The laws that were developed through this practice, known as the laws of the prairie, served only to regulate the hunt, and did not attempt to regulate civil or criminal matters on a permanent basis.
Then, in 1873 the Métis of St. Laurent updated and formalized the laws of the prairie into a written document, known as the Laws of St. Laurent. These laws covered all aspects of Métis life in the district, not just the conduct of people engaged in the hunt. The traditional principles remained unchanged, however. All laws were made by elected representatives of the people. Hunters were governed by hunters. Community members were governed by members of the community who had no special status apart from their proven record of ability and generosity. The only exception to this was the priest who, as part of the Catholic Church, represented forces and ideologies that did not develop and emerge directly form with the Métis community.
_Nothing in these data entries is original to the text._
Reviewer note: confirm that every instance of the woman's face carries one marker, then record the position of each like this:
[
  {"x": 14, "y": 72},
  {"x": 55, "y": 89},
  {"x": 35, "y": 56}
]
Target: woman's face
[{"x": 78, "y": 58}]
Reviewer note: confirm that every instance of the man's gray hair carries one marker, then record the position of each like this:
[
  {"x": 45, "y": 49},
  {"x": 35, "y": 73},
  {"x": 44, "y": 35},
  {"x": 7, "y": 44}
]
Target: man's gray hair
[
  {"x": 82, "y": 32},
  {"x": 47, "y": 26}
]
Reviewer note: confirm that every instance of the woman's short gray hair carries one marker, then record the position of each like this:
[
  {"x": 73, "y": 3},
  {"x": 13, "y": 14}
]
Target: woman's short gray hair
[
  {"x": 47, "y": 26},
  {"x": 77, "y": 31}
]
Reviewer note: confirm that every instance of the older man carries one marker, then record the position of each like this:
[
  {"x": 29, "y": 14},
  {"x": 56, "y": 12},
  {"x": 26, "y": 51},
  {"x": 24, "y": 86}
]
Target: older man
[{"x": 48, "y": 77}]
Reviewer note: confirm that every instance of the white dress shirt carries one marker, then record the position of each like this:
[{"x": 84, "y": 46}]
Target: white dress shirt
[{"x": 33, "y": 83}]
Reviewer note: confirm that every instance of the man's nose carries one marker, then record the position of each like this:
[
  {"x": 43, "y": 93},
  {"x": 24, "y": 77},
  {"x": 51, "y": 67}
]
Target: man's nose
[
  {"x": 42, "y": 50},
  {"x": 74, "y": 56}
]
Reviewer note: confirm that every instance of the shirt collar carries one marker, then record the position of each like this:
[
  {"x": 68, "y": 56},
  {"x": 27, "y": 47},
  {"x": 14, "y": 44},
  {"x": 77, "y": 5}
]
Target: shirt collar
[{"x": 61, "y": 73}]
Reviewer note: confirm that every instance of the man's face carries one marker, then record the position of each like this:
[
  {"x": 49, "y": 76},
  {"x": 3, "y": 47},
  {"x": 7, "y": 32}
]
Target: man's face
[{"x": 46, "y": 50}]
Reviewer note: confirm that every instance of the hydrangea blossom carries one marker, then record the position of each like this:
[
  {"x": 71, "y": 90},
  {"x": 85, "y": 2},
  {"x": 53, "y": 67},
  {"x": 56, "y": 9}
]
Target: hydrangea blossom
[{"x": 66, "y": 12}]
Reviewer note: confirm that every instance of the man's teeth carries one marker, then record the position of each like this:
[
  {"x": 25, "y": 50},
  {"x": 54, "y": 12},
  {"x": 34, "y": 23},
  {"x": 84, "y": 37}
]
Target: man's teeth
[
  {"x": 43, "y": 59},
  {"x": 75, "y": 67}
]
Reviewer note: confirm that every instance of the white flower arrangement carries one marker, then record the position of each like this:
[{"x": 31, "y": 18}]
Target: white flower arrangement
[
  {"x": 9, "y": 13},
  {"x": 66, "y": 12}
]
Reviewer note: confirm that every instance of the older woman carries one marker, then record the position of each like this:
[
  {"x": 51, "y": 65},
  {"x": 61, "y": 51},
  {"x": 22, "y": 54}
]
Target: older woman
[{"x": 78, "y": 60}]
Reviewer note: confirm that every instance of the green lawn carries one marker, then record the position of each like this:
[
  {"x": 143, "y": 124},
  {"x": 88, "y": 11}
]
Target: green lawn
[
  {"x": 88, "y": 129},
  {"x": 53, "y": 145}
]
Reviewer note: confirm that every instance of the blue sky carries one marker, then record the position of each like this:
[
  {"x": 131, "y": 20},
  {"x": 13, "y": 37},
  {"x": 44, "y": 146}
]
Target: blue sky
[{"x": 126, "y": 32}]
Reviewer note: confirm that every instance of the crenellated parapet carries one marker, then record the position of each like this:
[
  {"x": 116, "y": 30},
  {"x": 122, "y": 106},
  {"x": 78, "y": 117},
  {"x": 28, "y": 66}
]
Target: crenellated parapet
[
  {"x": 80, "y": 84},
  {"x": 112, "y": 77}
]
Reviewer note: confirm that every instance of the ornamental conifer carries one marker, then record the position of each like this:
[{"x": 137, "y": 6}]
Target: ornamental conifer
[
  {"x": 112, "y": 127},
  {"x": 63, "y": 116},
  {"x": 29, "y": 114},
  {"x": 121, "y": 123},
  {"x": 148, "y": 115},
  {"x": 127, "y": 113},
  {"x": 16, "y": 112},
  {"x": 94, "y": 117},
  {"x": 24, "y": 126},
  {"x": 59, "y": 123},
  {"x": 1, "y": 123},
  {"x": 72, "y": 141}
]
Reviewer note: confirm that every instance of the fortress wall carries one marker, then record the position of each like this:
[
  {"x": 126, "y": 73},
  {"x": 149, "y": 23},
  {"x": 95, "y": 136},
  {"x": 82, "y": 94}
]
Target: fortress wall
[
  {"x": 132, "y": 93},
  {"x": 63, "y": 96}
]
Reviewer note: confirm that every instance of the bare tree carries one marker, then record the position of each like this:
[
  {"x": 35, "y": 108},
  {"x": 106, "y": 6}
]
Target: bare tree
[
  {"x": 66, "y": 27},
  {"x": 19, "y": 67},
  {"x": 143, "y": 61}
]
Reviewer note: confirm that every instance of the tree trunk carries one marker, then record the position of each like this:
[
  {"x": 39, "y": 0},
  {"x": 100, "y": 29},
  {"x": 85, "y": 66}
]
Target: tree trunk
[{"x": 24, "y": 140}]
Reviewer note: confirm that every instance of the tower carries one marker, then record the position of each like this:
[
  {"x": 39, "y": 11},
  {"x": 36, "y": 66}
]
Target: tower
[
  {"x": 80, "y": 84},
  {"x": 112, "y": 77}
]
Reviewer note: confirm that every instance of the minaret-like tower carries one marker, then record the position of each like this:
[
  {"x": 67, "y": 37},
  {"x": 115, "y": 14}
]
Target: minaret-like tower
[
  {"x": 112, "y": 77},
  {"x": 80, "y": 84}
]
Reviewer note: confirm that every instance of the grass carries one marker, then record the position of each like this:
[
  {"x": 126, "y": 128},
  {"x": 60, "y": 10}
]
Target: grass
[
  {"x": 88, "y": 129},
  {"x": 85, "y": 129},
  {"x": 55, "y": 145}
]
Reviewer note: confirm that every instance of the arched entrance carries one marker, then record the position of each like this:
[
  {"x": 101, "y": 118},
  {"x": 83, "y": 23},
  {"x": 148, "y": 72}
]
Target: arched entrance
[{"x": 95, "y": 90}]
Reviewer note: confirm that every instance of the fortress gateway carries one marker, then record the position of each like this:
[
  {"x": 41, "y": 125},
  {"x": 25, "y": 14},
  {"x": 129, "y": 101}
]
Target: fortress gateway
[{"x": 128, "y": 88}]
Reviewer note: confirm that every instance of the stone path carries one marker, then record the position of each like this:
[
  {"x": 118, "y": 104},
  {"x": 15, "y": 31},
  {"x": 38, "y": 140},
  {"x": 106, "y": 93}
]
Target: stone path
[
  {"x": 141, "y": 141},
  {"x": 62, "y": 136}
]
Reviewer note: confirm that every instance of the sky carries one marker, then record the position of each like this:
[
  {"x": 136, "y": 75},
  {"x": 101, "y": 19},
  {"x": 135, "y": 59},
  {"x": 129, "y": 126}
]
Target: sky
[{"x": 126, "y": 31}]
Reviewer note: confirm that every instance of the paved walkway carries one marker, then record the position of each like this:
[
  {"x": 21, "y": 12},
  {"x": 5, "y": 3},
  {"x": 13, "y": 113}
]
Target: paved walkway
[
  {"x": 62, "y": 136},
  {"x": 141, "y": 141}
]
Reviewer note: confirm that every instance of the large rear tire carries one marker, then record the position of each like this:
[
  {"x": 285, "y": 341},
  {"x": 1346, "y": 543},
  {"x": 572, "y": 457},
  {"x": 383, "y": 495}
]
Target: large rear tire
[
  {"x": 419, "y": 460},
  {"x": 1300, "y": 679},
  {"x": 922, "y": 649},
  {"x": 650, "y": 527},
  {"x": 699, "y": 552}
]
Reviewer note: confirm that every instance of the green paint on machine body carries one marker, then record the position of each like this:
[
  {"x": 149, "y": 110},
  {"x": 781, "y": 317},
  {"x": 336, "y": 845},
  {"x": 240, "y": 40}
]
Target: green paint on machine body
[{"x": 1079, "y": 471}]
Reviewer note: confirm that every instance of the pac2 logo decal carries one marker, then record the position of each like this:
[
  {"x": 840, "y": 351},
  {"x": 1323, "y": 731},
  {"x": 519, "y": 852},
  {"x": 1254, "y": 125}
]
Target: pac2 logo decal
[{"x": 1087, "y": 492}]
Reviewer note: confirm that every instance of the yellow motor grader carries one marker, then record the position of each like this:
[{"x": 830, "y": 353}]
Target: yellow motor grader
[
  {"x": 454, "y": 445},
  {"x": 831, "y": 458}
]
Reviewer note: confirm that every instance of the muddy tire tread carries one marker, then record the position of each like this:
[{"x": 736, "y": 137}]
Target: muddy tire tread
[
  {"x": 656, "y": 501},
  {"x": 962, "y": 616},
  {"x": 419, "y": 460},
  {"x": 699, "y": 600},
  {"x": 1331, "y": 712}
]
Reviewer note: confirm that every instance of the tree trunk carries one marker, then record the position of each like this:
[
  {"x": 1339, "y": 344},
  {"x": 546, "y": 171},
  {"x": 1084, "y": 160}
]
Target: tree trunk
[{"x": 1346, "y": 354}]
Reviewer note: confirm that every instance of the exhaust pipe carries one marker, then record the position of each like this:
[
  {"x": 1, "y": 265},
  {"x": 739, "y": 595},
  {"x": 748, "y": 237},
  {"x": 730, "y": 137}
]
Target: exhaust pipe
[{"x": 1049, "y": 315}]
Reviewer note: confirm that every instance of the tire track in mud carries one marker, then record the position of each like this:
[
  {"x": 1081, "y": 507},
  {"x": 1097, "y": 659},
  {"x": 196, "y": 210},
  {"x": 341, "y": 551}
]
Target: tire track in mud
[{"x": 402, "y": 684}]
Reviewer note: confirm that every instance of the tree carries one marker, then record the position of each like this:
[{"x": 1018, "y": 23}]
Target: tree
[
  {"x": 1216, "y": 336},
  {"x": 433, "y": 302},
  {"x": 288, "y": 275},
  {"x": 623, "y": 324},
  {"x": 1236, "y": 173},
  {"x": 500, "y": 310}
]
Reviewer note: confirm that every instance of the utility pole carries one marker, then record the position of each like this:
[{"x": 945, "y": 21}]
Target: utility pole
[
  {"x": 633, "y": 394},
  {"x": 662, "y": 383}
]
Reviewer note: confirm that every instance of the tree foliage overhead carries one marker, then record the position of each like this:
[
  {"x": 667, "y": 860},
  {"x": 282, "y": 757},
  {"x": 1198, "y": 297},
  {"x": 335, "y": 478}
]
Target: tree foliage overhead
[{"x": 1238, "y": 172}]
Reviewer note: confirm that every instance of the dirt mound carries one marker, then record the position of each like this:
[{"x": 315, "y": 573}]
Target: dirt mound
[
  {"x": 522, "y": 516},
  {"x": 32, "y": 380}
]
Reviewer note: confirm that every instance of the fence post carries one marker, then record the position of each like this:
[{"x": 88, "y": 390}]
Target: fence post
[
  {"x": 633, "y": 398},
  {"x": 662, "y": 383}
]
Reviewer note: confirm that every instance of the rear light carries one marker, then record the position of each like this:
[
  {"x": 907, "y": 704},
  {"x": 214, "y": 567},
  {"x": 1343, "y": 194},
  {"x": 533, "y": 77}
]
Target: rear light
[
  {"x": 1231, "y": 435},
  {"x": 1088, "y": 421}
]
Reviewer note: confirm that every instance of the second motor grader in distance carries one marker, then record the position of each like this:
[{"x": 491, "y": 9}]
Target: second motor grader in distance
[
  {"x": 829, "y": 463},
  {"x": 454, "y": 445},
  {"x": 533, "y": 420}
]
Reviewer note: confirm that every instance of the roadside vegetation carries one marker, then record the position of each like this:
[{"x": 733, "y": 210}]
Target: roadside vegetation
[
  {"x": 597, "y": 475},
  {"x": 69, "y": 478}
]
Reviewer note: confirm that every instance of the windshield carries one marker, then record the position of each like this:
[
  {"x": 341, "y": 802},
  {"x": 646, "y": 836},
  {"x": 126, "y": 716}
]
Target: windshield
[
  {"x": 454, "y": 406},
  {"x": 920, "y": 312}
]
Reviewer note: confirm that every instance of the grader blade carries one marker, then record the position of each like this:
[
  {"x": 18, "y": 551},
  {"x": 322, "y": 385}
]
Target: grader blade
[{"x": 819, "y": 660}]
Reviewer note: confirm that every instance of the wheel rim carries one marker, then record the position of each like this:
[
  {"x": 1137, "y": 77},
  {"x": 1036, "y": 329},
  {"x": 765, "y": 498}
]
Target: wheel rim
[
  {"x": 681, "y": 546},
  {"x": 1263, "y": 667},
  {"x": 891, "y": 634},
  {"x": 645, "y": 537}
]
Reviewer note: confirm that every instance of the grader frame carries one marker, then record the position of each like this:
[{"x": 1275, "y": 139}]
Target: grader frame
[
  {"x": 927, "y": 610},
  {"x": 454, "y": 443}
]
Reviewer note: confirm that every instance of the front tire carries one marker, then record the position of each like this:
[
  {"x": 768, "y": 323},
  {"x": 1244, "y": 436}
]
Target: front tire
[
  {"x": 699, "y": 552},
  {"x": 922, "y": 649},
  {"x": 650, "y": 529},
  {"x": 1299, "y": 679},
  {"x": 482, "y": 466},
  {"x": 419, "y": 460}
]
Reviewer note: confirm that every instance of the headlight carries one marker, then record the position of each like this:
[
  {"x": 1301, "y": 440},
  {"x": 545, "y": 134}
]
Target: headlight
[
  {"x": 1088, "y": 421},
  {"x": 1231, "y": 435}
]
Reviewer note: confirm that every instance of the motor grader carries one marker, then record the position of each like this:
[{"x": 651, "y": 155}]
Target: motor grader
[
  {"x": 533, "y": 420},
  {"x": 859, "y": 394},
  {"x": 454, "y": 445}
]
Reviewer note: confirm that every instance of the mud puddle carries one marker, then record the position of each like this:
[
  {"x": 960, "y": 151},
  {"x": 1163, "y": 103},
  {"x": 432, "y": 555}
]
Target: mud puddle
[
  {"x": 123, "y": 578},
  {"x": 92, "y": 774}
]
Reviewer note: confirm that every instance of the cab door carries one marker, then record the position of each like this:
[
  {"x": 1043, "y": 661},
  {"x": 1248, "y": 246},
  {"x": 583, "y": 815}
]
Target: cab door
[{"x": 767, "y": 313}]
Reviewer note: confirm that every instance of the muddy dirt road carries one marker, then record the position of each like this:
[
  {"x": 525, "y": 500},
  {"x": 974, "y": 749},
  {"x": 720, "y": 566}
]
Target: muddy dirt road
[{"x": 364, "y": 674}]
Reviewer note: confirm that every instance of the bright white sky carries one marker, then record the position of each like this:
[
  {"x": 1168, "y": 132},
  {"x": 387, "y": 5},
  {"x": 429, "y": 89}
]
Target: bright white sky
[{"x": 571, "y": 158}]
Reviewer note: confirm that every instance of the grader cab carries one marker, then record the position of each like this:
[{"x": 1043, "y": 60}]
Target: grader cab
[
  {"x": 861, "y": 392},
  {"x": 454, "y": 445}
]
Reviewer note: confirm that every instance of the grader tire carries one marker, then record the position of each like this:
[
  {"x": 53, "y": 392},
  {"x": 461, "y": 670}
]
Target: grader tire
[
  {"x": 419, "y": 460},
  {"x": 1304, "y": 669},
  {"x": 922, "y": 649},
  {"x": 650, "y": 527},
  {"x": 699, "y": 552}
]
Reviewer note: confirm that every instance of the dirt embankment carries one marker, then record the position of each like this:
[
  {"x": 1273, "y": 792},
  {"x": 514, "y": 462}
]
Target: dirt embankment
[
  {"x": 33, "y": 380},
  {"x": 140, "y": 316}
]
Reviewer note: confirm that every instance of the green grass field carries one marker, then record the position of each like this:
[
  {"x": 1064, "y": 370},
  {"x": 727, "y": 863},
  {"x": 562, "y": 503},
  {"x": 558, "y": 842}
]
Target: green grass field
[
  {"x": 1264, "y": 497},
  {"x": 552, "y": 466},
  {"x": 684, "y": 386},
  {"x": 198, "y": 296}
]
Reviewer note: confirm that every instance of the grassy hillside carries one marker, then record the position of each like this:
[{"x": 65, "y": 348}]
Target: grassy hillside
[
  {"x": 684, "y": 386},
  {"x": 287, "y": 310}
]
The Métis established a written system of enforceable guidelines for both the hunting and the preservation for the remaining buffalo herds. By 1873, the scarcity of buffalo was becoming critical, and the specter of starvation hovered over the people of the North West.
In September 1874, the federal government received a petition from the Métis of Fort Qu'Appelle, asking that steps be taken immediately to preserve the remaining buffalo as food supply for the Aboriginal people. The government in Ottawa, however, exhibited little concern for such matters, and no action was taken on this request.
This government inaction tended to justify the steps taken by the Métis of St. Laurent in creating their own laws for the protection of the buffalo. There were three groups of people on the prairies whose very existence depended upon the buffalo.
The implementation of a Senate should be, in principle, based on the success of the Métis people in the 1700-1800's. The "Buffalo Assembly" and the "Laws of the Prairies" were established by the "community" way of life. These communal commitments ensured the survival of the Métis people during tough times. The basic principles were; no "individual" way of thinking and "that strength was generated from the collective group". These principles were the basis of the historic Métis culture; therefore the present day infrastructure and principles should honor the past.
Each of the seven MNBC Regional Governance Council appoints a highly respected individual to represent their judicial needs on a provincial level. These non-political Senators form the judicial arm of the MNBC.